To gain confidence in the migration, the team built a validation layer that dual-read from both the ClickHouse/Redis cluster and ScyllaDB simultaneously. They compared values between the two systems, piping agreements, and differences into Prometheus. “We logged differences to help us dive into data inconsistencies and really debug where things were going,” Brendan explained.
Once they hit roughly 99.99% agreeability between the two systems, they flipped the switch and started reading and writing to ScyllaDB.
“It was not exciting…until we looked at our latency graphs.”

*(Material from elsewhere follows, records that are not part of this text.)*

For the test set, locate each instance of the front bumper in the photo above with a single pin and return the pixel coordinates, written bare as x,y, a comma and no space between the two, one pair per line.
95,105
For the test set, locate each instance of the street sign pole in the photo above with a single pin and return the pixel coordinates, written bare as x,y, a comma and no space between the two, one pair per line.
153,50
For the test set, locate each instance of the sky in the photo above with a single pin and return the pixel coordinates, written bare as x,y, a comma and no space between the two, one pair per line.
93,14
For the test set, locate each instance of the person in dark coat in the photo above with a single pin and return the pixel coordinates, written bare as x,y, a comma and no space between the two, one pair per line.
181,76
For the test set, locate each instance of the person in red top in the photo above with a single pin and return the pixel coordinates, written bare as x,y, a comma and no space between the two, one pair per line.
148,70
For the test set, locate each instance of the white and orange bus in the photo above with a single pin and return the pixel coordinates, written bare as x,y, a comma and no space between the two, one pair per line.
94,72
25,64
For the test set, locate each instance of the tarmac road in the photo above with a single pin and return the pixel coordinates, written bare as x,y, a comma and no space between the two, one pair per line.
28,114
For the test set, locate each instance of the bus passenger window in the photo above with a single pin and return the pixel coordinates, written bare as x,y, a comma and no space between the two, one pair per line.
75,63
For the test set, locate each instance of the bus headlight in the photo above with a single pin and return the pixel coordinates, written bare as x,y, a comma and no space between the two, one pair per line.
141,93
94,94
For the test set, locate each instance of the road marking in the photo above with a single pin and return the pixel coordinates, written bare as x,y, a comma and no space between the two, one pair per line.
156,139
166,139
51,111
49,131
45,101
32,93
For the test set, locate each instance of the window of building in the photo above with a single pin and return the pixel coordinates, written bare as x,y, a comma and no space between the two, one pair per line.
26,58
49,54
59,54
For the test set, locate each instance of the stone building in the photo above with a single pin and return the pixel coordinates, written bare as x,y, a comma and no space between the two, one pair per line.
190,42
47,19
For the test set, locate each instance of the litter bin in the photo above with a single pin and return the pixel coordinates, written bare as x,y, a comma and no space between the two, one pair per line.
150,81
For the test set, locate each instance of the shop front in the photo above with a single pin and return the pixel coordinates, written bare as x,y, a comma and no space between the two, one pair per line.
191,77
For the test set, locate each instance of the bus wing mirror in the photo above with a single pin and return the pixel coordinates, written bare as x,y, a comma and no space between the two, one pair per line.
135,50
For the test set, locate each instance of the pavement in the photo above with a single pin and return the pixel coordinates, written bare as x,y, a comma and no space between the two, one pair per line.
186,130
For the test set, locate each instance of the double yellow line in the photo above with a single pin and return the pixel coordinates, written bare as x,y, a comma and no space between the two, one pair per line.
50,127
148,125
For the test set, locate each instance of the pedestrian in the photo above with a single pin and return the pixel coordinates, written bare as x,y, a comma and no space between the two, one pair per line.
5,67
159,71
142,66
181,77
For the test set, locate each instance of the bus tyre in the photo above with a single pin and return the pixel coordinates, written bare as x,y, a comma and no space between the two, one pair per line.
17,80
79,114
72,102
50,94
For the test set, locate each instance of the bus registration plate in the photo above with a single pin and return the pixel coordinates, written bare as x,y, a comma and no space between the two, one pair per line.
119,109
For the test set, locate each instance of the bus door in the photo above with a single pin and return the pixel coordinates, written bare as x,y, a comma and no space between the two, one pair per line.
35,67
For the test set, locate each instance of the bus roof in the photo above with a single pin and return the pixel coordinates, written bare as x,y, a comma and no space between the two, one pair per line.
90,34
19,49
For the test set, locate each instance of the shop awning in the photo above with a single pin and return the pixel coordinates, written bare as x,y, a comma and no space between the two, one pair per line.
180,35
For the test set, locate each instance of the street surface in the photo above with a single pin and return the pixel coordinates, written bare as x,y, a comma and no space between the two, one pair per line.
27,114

Explaining the ScyllaDB vs Redis latency results, Brendan said: “We see about 4X less latency in reading from ScyllaDB for our attributes workload compared to Redis. We’re reading a fair amount of data from Redis, and ScyllaDB held up very well for this. Overall, our mean latencies coming out of ScyllaDB are about 500 microseconds, and our P90 latencies are about 1-2 milliseconds. That’s 4-8X better than what we were seeing in our in our Redis setup.”

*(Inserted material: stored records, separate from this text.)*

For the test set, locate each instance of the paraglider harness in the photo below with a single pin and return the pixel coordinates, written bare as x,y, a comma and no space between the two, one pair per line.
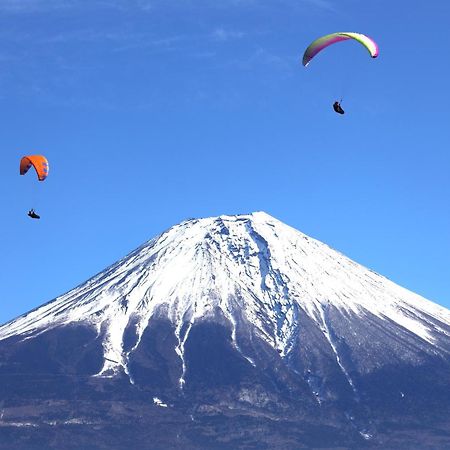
337,107
33,215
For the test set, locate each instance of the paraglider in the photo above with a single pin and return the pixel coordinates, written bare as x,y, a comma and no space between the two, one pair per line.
41,167
325,41
33,215
338,108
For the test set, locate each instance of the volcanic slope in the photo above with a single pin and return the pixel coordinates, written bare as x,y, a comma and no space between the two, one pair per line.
245,314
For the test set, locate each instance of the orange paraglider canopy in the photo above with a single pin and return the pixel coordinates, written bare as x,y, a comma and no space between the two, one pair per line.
40,164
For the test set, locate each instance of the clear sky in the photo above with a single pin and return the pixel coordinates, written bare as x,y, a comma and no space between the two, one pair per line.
151,112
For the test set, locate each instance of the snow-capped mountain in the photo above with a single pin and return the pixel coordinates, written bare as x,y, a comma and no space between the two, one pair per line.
247,302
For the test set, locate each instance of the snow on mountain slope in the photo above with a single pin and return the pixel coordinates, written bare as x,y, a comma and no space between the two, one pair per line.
250,267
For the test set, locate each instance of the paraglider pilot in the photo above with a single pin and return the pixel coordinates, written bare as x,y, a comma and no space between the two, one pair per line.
33,215
337,107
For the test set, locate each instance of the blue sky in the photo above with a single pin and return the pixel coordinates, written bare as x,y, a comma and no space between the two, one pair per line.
151,112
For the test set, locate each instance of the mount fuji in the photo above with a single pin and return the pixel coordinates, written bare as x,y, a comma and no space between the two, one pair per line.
229,332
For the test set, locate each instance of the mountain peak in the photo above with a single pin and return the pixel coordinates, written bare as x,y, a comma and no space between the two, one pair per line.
250,271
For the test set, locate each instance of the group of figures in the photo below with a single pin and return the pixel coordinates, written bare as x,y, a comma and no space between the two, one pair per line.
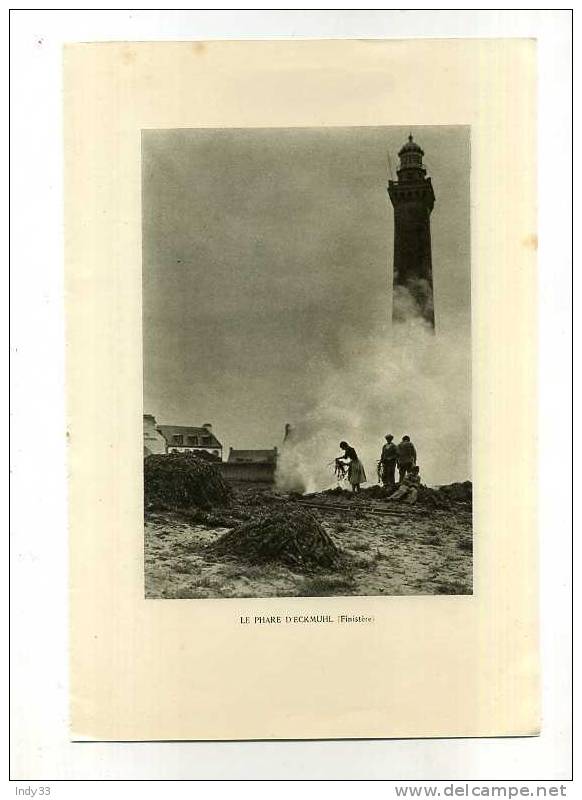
401,456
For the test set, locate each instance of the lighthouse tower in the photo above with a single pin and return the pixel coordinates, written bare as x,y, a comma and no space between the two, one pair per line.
413,199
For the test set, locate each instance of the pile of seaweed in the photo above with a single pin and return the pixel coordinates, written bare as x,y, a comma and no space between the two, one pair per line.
183,480
287,535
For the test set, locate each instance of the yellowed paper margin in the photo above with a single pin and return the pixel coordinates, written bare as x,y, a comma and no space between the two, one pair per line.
429,666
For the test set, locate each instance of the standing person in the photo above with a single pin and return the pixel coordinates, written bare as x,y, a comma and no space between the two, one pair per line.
388,460
406,457
356,473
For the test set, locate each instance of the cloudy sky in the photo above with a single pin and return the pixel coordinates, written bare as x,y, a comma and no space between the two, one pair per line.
266,253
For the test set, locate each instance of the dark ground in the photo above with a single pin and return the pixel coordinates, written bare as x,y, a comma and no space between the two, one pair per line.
386,548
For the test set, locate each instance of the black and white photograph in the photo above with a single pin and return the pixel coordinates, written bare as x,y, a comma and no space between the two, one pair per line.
307,362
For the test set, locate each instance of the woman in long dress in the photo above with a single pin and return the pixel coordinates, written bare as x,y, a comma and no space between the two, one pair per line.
356,473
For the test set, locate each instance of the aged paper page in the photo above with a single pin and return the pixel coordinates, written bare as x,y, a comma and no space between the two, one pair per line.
424,665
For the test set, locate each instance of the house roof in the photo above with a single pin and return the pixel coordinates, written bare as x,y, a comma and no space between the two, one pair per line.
169,431
253,456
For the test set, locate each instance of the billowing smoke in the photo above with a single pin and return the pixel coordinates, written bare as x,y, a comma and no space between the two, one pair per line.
401,380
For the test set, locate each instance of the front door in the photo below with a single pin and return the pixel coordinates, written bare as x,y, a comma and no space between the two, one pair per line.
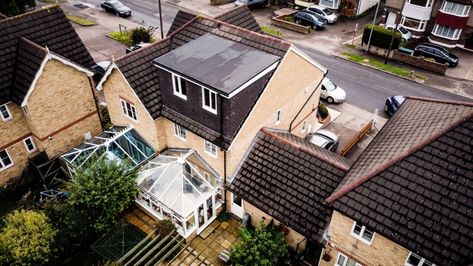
237,205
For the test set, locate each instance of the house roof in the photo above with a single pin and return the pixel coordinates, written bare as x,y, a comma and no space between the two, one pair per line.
217,62
138,69
289,179
414,184
47,27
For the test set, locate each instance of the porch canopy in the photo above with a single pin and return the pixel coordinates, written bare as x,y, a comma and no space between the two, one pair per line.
179,179
121,144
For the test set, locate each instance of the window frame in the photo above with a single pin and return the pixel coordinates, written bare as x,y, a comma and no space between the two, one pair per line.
2,164
212,98
360,236
10,116
180,132
212,146
35,148
177,90
133,116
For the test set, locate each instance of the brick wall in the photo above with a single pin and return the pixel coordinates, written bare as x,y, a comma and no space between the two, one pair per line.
382,251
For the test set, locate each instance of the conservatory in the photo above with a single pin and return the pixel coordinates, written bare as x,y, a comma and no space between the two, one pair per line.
121,144
179,185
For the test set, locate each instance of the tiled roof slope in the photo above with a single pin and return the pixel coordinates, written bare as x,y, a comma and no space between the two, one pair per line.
289,178
181,18
138,69
241,17
414,183
45,27
28,61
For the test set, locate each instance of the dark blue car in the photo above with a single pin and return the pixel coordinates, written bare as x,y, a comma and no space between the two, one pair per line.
393,103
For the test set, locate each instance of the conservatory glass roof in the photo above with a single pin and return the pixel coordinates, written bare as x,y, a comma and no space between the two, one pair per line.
122,144
180,179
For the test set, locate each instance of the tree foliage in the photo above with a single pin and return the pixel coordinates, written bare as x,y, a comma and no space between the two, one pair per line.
26,238
100,192
265,247
15,7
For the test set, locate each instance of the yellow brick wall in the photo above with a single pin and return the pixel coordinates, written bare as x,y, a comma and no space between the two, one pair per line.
115,87
62,106
289,88
382,251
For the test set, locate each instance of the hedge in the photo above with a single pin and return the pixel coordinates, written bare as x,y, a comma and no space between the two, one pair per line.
381,37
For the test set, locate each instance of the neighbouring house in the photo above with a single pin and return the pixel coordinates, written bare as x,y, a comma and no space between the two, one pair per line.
408,198
286,178
199,97
46,91
349,8
447,23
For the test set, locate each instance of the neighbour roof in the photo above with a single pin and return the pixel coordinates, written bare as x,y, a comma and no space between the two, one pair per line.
137,67
289,179
414,182
45,27
220,63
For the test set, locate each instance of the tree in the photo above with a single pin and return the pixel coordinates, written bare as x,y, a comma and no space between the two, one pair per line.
100,192
26,238
265,247
15,7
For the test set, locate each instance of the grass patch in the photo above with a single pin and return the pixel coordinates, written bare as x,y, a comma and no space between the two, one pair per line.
403,72
81,21
270,30
122,37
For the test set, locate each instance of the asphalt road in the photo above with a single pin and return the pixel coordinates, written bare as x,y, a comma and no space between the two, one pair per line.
366,88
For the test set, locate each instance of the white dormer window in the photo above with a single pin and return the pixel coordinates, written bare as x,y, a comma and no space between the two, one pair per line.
5,112
209,100
129,109
179,86
362,233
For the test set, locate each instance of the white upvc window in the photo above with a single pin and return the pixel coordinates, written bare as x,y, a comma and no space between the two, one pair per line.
5,160
210,148
446,32
209,100
278,116
455,8
343,260
362,233
129,109
415,260
5,112
180,132
29,144
179,86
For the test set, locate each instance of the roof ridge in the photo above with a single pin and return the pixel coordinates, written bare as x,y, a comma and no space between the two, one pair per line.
270,133
347,188
48,7
439,100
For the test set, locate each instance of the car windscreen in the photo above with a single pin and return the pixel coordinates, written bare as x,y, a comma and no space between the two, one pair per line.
328,11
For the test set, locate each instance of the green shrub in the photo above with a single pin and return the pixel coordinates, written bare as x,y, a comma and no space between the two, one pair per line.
381,37
164,227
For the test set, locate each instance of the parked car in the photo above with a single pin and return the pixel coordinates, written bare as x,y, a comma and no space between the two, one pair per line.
331,92
405,34
393,103
116,7
328,14
251,4
325,139
438,53
136,47
309,18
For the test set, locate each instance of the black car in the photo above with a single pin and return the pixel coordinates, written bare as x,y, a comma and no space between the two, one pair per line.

“We see about 4X less latency in reading from ScyllaDB for our attributes workload compared to Redis. We’re reading a fair amount of data from Redis, and ScyllaDB held up very well for this.”
Beyond the predictable low latencies, there are fewer alarms, and the team is no longer constantly tweaking the database. Most importantly for the growing business, they can easily scale out the cluster as needed as they bring on new customers and new workloads.

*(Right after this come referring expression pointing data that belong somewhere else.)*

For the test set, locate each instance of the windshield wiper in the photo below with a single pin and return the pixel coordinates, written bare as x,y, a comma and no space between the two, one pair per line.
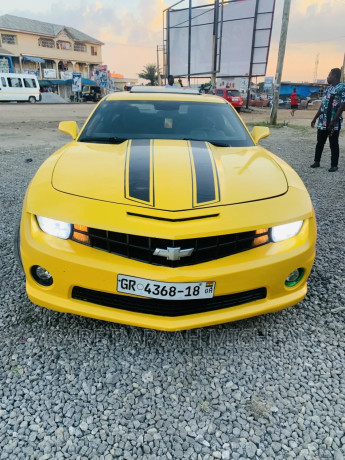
215,143
104,140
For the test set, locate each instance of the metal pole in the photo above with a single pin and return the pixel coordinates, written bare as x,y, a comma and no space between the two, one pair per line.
214,45
281,54
158,70
252,53
189,39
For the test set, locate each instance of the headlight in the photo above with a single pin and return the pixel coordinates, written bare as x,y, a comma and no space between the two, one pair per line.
283,232
55,227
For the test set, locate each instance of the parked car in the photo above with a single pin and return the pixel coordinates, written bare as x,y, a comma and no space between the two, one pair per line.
91,93
20,87
164,212
231,95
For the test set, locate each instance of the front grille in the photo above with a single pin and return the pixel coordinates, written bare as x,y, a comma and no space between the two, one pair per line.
141,248
167,307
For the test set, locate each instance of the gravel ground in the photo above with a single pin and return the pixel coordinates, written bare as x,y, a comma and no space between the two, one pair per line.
270,387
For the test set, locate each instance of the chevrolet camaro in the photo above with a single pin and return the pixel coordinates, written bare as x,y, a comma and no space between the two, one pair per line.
165,213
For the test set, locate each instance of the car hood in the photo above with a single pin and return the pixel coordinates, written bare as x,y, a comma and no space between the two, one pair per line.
168,174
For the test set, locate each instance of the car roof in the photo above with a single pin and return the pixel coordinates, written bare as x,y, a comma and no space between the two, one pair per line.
156,93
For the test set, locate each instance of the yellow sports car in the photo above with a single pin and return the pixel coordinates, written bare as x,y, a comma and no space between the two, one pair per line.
164,213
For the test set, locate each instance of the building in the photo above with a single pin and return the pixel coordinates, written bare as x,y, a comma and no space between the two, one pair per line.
50,51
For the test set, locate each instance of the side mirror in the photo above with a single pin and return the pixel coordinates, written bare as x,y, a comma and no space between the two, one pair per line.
260,132
69,127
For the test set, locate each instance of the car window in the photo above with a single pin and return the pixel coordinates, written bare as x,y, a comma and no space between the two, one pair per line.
121,120
14,82
29,83
233,92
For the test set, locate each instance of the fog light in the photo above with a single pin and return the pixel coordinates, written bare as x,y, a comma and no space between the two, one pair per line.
294,277
41,275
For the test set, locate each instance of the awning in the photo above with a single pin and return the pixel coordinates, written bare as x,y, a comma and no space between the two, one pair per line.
44,82
33,59
84,81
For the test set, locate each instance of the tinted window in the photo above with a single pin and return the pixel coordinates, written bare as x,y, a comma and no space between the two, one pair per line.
212,122
14,82
29,83
233,92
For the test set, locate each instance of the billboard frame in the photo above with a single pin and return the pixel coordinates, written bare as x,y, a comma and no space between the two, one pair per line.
218,22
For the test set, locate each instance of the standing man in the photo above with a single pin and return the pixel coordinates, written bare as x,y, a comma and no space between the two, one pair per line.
330,119
294,102
171,82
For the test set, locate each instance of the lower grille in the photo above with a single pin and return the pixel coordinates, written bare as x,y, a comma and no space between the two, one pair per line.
166,307
142,248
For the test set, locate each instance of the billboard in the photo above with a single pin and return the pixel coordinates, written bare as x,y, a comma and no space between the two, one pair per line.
232,38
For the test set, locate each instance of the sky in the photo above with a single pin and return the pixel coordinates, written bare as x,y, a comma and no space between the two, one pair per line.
132,29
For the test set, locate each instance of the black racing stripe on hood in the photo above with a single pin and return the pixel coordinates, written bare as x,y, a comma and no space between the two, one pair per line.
139,170
204,175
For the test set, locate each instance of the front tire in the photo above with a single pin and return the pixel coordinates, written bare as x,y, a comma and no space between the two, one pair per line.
17,246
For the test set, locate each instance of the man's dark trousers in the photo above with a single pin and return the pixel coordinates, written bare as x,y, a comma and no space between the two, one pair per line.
322,135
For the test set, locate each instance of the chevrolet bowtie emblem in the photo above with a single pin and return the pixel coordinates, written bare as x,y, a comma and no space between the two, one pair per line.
173,253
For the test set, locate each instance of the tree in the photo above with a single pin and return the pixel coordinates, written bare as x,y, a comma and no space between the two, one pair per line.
150,73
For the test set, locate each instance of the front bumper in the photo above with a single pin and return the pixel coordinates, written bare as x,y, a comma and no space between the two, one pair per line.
72,264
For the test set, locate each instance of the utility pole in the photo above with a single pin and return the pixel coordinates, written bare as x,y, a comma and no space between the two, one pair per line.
316,67
158,70
281,54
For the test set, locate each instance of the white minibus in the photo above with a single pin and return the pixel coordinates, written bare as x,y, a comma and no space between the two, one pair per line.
19,87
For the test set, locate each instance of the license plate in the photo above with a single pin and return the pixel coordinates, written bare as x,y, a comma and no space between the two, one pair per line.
169,291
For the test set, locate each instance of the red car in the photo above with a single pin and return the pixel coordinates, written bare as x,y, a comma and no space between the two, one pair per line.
231,95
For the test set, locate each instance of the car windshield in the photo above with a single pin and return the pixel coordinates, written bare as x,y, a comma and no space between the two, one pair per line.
233,92
117,121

Next on the team’s TODO list:
- Switching from Leveled Compaction to an Incremental Compaction strategy, which offers better write amplification properties and is a good fit for cached reads.
- Using Workload Prioritization to ensure that heavy weekend batch jobs never impact real-time production reads.
- Moving additional tables off of Postgres and over to ScyllaDB.
Brendan summed up the project: “This migration has been a roaring success for our team, not just in terms of database performance, but also cost efficiency and scalability. It has greatly reduced the operational complexity of our infrastructure.”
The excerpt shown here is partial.